Old wounds were re-opened the other night as I watched Bong Joon-ho’s new movie Snowpiercer at the local art house cinema.

The rest of the audience might have been curious to know that one Brit in their midst spent the journey home not dissecting the international sci-fi epic but complaining bitterly about one of the baddies, played by the usually superb Tilda Swinton.

She made the megalomaniac Mason a sinister, clownish figure, drawing inspiration from dictators such as Mussolini and Gaddafi. Mason had bad dentures, grotty specs, a prosthetic nose, fake medals and wobbly wig, and – to make her even more of a pantomime villain – a treacle-thick Yorkshire accent.

Swinton chose the accent partly because a childhood authority figure was from Yorkshire, but also because it seems to help summon a picture of a condescending ‘I know best’ ridiculous arrogance.

Her performance is yet again sending the idea whizzing around the world that Northerners are figures of fun. Tut tut, Tilda!

Years of living in the bubble of chattering class London softened my broad Northern tones. Gone are the days when I had to confound the negative stereotypes that a Northern accent brings to mind – the battleaxe, the buffoon, or the obstinate oik. Indeed, during a heated discussion about the economy, a fellow Northerner accused me of being a poncy Londoner knowing nothing of real life.

When I hear my voice on radio I sound pretty regionless. That is, unless I have to say words such as one, dance, or bath, which reveal my origins to the cognoscenti. Only close friends of long-standing make cloth cap and whippet jokes. They are the only ones who dare.

But I have not forgotten when new to London how noses wrinkled and eyes rolled when I opened my mouth. I remember asking the chief executive of a household name company a serious question in a press conference. He looked at me in recognition and managed to be both sexist and ‘Northernist’ by saying “Oh you are the lady who says ‘wun’!”

Now I have a different problem. Moving nearly 6,000 miles to near Los Angeles has lumbered me with another stereotype. And oh, the agonising irony. Here I sound posh, and complete strangers feel free to comment on it.

“You sound like Maggie Smith,” blurted one. “I heard Princess Kate on television and you sound like her,” said the supermarket checkout girl. Most gobsmacking of all: “Oh my gosh, you sound just like the Queen!”

No amount of protests from me seem to convince people that my background is more downstairs Downton Abbey than upstairs, that I am a British Hillbilly.

If you could hear me now you would realise just how daft it is. OK I might sound educated, I might even sometimes sound fancy. But posh?

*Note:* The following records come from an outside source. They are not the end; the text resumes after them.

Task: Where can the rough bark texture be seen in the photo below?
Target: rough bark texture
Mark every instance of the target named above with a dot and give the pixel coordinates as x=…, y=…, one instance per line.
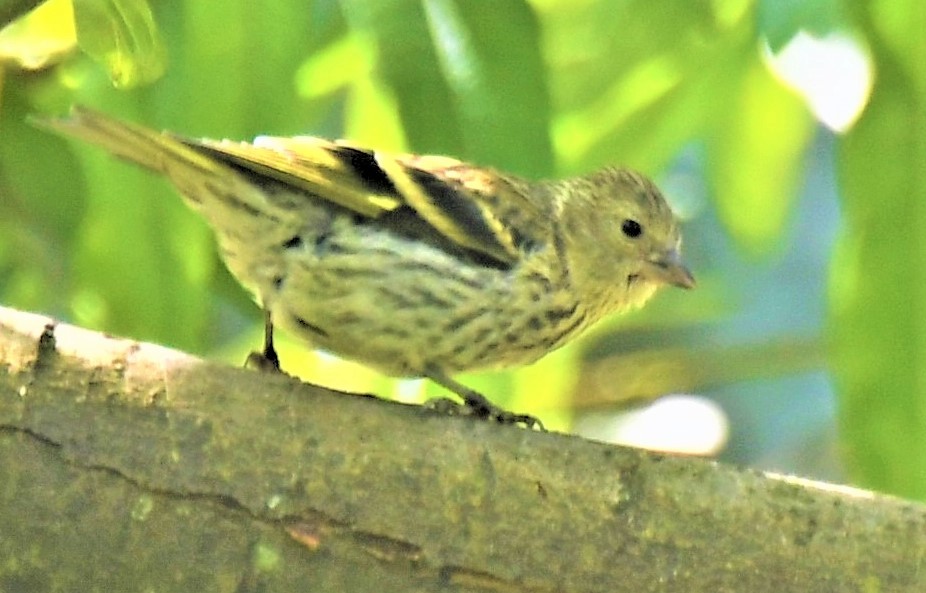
x=128, y=467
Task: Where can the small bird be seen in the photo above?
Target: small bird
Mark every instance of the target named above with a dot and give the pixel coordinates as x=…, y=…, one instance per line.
x=419, y=266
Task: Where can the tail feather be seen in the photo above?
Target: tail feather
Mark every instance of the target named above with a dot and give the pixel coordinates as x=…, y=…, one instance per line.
x=158, y=151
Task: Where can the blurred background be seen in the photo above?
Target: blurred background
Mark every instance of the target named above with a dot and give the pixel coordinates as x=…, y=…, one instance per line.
x=790, y=136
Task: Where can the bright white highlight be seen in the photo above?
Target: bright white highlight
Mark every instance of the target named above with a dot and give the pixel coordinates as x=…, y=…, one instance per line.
x=834, y=74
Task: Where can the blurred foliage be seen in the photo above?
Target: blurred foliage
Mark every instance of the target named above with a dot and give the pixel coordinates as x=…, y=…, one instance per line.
x=681, y=89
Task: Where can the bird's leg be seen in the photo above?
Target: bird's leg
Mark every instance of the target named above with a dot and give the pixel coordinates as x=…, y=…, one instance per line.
x=476, y=404
x=267, y=360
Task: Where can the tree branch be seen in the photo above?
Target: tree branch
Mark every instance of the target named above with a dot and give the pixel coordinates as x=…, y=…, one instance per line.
x=131, y=467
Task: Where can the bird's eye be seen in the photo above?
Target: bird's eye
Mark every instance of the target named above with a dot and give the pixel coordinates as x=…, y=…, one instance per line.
x=631, y=228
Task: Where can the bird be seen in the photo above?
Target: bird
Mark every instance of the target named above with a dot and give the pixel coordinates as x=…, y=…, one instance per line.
x=415, y=265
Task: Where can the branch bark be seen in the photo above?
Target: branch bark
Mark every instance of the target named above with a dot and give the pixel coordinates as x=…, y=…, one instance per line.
x=127, y=466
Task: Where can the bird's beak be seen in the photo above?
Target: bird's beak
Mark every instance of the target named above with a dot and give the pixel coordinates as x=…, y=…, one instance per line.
x=667, y=267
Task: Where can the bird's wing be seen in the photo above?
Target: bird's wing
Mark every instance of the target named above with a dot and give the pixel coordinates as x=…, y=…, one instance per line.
x=475, y=208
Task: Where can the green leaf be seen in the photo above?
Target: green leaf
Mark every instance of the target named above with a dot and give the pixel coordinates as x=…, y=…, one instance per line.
x=123, y=35
x=878, y=294
x=757, y=148
x=468, y=77
x=780, y=20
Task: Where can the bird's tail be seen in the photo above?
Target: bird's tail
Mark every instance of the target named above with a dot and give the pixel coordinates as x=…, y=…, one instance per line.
x=209, y=185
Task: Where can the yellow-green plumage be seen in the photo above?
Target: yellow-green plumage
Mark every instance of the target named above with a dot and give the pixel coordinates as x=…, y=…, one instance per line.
x=415, y=265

What’s most disturbing is that, on hearing my accent, some Americans assume I think I am superior and so need taking down a notch or two. So I’ve come full circle from being made fun of to…being made fun of. Again I am judged because of how I speak.

Cary GrantIn politically correct LA, where scarcely anyone asks for ‘black’ coffee, taking off a foreign accent is frowned on. Even in the less censored comedy circles I frequent, few put on a stereotypical just-off-the-boat Chinese accent or mimic a deep south twang. But it’s open season on the Brits. If I had a dollar for every time my accent is parodied I could buy Las Vegas. One guy I was introduced to in a bar spent the rest of the evening talking like Cary Grant, or rather talking like he thought Cary Grant talked.

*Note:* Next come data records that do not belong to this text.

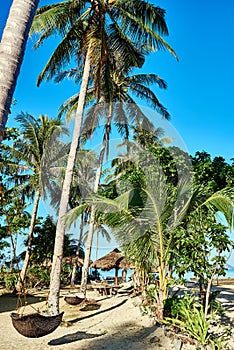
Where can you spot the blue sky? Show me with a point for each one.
(200, 86)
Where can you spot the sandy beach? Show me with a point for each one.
(117, 325)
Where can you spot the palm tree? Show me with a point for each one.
(94, 30)
(31, 156)
(13, 45)
(125, 111)
(145, 218)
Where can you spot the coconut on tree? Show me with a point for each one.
(90, 32)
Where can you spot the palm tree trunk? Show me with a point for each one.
(73, 276)
(53, 300)
(20, 284)
(89, 241)
(12, 48)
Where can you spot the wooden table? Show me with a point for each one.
(105, 288)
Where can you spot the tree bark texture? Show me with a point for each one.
(89, 241)
(20, 284)
(53, 300)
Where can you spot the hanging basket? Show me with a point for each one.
(73, 300)
(35, 325)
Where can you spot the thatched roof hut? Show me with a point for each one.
(125, 264)
(109, 261)
(71, 259)
(113, 260)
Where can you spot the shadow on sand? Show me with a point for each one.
(10, 301)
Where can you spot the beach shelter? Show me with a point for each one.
(109, 261)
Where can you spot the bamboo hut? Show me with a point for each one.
(113, 260)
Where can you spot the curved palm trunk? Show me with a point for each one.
(73, 276)
(12, 48)
(53, 300)
(89, 241)
(20, 284)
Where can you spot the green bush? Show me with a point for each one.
(11, 279)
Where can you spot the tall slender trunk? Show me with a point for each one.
(20, 284)
(53, 300)
(12, 48)
(73, 276)
(89, 241)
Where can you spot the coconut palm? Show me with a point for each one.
(145, 218)
(123, 109)
(92, 31)
(31, 156)
(13, 45)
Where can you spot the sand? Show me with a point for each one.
(117, 325)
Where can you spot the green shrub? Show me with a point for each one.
(11, 279)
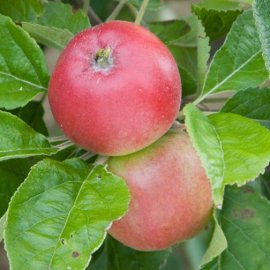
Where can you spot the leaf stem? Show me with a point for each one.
(141, 12)
(101, 160)
(117, 10)
(64, 145)
(87, 155)
(57, 138)
(86, 5)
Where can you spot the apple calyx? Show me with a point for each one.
(103, 59)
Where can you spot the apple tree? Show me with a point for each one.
(146, 144)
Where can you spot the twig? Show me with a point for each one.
(141, 12)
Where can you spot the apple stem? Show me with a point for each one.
(142, 10)
(117, 10)
(103, 58)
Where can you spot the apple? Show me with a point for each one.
(170, 194)
(115, 89)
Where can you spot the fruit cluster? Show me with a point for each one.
(116, 91)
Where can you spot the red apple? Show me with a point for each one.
(170, 194)
(115, 89)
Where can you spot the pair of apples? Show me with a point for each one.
(116, 91)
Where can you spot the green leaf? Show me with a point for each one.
(245, 222)
(261, 11)
(19, 10)
(32, 114)
(233, 149)
(2, 226)
(169, 31)
(12, 174)
(23, 71)
(17, 139)
(60, 214)
(47, 35)
(116, 256)
(217, 244)
(61, 16)
(251, 103)
(191, 52)
(188, 83)
(217, 16)
(240, 56)
(153, 4)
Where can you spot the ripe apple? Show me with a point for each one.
(170, 194)
(115, 89)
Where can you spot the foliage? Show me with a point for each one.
(56, 203)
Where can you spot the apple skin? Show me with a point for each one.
(124, 107)
(170, 194)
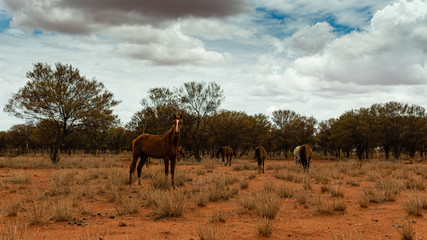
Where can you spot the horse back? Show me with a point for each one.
(153, 146)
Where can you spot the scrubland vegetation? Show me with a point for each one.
(214, 200)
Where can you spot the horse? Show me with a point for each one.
(226, 152)
(260, 155)
(303, 156)
(181, 151)
(157, 146)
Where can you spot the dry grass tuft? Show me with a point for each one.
(407, 232)
(285, 191)
(265, 226)
(62, 209)
(267, 204)
(415, 183)
(247, 202)
(353, 235)
(13, 208)
(414, 205)
(329, 206)
(19, 177)
(15, 231)
(336, 190)
(127, 206)
(217, 216)
(168, 203)
(209, 231)
(38, 213)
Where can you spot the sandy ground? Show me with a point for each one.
(294, 221)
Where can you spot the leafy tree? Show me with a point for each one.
(200, 99)
(61, 95)
(324, 136)
(282, 124)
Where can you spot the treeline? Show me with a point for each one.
(69, 113)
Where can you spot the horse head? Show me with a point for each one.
(177, 123)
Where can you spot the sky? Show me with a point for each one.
(317, 58)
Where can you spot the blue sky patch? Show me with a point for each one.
(276, 20)
(5, 20)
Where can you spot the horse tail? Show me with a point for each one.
(135, 155)
(219, 151)
(303, 156)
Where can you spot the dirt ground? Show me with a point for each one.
(101, 219)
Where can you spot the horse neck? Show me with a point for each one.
(172, 138)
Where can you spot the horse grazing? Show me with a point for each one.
(157, 146)
(260, 155)
(303, 155)
(226, 152)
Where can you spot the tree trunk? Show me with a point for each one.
(386, 152)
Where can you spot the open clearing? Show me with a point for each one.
(87, 197)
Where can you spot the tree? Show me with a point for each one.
(61, 95)
(324, 136)
(200, 99)
(281, 123)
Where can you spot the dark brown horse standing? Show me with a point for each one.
(157, 146)
(260, 155)
(303, 155)
(226, 152)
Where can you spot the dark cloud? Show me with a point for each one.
(163, 9)
(86, 16)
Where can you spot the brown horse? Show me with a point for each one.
(157, 146)
(226, 152)
(303, 156)
(181, 151)
(260, 155)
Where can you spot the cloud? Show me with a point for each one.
(392, 51)
(352, 13)
(88, 16)
(311, 39)
(146, 30)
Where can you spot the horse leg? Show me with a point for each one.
(166, 160)
(140, 165)
(263, 166)
(173, 163)
(135, 157)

Bizarrely, a few people believe I am putting on a fake accent. Showbiz friends assure me some people do that to give them caché in Hollywood. There may be caché, although I’ve yet to make millions, or anything, from voiceovers, but what my accent also gives me is irritation, in bucketfuls.

The obsession with my voice is not so bad in my pretty and cultured city of Pasadena. It is accustomed to foreigners being home to the world-renowned California Institute of Technology, just up the road from me. But if I venture just a few miles inland I often have to repeat myself, not because I speak unclearly, but because people are listening not to what I say but to how I say it.

I have had to get used to people staring at my mouth as I speak. It is as if people can’t believe English can sound how I make it sound. It can quite put me off my stride.

When I do stand-up comedy, soon after getting on stage I joke about people looking at my mouth. It always get a laugh because the audience realises they are doing just that.

And I tell them I am British. Otherwise some of them start thinking about where I come from rather than, hopefully, getting my jokes. You see, not everyone here thinks I am British. I get Australian, New Zealander and South African, in that order. There’s even a Korean guy in a store round the corner who thinks I am German – those guttural Yorkshire sounds are no doubt to blame.

Then there is the bright young girl at the discount dress store who asked me if I was…French.

A suggestion. Let’s all raise our voices, however they sound, to demand that people are seen as individuals first and foremost, not as belonging to a tribe. It’s not where people are from that counts, it’s who they are.

By Lynne Bateson


As a child growing up in a Yorkshire village, journalist Lynne Bateson rarely went to the city of Leeds just a few miles away, but she dreamed of living in the US. She made it. Here she recounts her adventures, taking a down-to-earth look at life Stateside.